Повалившись в постель, Андрей ещё долго лежал без сна, против воли вспоминая сладость поцелуев, тонкий девичий стан под своими руками. Не было смысла отрицать очевидное, он влюблён, он желает её, как умирающий от жажды желает напиться из прохладного источника. Она стала для него таким источником, только она может утолить его желание, его жажду.

— Fatale passion! (Роковая страсть!), — прошептал он вслух и рассмеялся сам себе.

Но смех вышел горьким, злым. Ефимовский перевернулся на живот, пряча в подушке пылающее лицо. Он, как мальчишка, изнывает от желания обладать женщиной.

— Будь ты проклята! — прошипел Андрей в подушку.

Разве можно любить ту, что дарит свою благосклонность всякому? Ту, ради которой отдал жизнь Мишель, при том что сам стал для неё лишь ещё одним трофеем? Женщину, не ведающую истинного чувства, играющую чувствами. Нет. Это станет предательством памяти брата. И его собственным унижением. Он не станет волочиться за ней, оставив это сомнительное удовольствие соплякам, готовым с восторгом ловить каждый фальшивый взгляд этой пустой кокетки.

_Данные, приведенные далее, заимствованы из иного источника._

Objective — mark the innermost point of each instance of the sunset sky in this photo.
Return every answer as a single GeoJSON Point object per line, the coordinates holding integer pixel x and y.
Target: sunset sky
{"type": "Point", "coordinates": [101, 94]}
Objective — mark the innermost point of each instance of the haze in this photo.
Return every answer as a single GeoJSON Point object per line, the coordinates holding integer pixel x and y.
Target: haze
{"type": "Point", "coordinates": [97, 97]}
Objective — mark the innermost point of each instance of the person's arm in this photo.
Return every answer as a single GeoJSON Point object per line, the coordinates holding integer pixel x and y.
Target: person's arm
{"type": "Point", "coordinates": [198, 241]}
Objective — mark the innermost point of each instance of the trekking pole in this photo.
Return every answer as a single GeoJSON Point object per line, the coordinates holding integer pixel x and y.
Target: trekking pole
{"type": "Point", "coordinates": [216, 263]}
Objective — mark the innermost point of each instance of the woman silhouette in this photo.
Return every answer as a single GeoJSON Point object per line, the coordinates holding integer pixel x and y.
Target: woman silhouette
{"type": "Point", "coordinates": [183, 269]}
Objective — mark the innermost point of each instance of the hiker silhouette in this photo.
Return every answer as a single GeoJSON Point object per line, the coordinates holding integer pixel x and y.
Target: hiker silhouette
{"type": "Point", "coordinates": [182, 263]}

Вернувшись домой, Марья насилу доплелась до своих покоев. Настасья сняла с неё шубу и сарафан, переодела в ночную рубашку и уложила в постель, заботливо подоткнув одеяло. Погасив свечи, горничная тихо выскользнула в будуар и повалилась на кушетку. Плечи её содрогались от беззвучных рыданий, глаза опухли и горели от пролитых слёз. Завтра, уже завтра тот, кого любила всем сердцем, станет под венцы с другой женщиной, с той, что ровня ему, с той, что достойна его, а ей останутся только воспоминания о тех редких часах, что проводила в его объятьях.